Last week, I took a continuing education course on the practice of mediation. The group taking the course was diverse with numerous HR professionals, a minister and some federal employees that find themselves managing labor disputes and a number of lawyers. I’m a pastor and a lawyer so I hit a couple of the categories, I suppose.
One of the more interesting presentations was focused on the idea of apology as a tool towards reconciliation. Obviously, reconciliation will facilitate dispute resolution which is the whole point of mediation. The thought was easy enough; apology facilitates forgiveness which produces reconciliation and dispute resolution.

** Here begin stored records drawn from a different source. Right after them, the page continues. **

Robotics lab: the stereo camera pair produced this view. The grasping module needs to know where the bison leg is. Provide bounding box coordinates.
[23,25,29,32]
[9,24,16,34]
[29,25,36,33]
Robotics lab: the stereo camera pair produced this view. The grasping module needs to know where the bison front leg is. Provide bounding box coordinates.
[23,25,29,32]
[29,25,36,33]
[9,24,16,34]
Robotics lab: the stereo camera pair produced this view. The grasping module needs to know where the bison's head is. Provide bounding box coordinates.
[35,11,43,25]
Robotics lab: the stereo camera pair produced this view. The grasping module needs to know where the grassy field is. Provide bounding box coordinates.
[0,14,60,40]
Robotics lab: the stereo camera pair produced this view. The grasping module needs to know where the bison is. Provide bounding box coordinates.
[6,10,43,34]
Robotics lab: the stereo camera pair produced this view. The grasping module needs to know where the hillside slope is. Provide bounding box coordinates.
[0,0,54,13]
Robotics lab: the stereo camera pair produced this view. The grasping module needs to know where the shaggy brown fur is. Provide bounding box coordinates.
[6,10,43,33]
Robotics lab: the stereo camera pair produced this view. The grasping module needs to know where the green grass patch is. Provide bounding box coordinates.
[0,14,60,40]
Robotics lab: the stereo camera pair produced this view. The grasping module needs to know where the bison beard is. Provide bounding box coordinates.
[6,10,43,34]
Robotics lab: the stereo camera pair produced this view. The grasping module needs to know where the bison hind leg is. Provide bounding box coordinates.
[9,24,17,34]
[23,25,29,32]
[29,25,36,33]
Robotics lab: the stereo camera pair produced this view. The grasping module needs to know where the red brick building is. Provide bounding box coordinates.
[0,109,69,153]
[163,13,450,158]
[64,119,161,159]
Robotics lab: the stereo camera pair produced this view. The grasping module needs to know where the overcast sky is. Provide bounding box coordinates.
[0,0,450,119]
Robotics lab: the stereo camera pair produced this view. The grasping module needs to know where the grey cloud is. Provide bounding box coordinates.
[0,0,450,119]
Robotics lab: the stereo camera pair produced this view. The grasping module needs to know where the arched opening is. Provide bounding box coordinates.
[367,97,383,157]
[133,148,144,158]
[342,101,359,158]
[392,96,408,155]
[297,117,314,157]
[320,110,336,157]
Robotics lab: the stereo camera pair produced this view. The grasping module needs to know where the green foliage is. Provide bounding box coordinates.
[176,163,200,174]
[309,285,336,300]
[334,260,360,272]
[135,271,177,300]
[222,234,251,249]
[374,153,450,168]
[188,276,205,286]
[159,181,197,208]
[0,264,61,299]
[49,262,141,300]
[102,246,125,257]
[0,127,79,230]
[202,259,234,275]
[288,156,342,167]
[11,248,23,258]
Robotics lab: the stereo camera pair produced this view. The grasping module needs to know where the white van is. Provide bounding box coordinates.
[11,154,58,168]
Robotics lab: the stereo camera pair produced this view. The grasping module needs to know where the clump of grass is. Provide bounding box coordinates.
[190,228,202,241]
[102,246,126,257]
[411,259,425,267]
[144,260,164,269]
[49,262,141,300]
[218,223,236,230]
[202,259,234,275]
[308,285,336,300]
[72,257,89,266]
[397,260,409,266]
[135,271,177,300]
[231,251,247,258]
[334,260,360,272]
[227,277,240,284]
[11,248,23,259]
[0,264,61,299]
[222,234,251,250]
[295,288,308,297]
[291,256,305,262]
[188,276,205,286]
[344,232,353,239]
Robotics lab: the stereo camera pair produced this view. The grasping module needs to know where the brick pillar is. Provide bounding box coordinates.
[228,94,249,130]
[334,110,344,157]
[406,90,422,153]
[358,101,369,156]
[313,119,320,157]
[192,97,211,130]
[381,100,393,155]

Apology depends on humility and courage for the apology giver to be willing to be vulnerable enough to admit a wrong. The admission of the wrong doesn’t assure forgiveness so the confession opens up the apologizer to the embarrassment and exposure that comes in the wake of their apology. Yet it is a powerful tool in breaking deadlocks of disagreement if one of the parties is willing to go there.
I’ve worked in dispute resolution in faith-based as well as secular settings for decades. While this training was predominately focused on secular mediation, the truth of faith was seeping over into the practice of the world. Faith, at least faith in Jesus, is based on grace and the receipt of forgiveness. To step into that forgiveness, repentance is the turn from one way of thinking to another. Repentance is a form of apology to God for wrong thinking and agreement with Him to realize His grace through Jesus.
Any of us that have experienced the joy of the freedom that comes in the wake of confession and forgiveness would likely endorse the power of apology. That’s with our rejection of and reconciliation with God, however. It may be harder to actually step towards forgiveness when hurts and offenses are fostered by others.
Here’s the thing; Jesus forgives us already. He died to forgive us. We don’t have to repent or apologize to be forgiven; we just have to repent or apologize to realize the benefit of His forgiveness. Eternal forgiveness is eternal; temporal realization of that forgiveness is available starting now and running into eternity. If we reject the availability of forgiveness now, we’ll miss the benefits of forgiveness eternally.
Apology is a powerful tool in dispute resolution derived from the eternal truth of reconciliation with God as Father. He is calling each of us to Him through Jesus and His grace. If we receive His grace, we are more willing to offer grace and where we know forgiveness, we are likely to give forgiveness. Where we know the power of reconciliation from the Source of reconciliation, we are likely to be agents of reconciliation.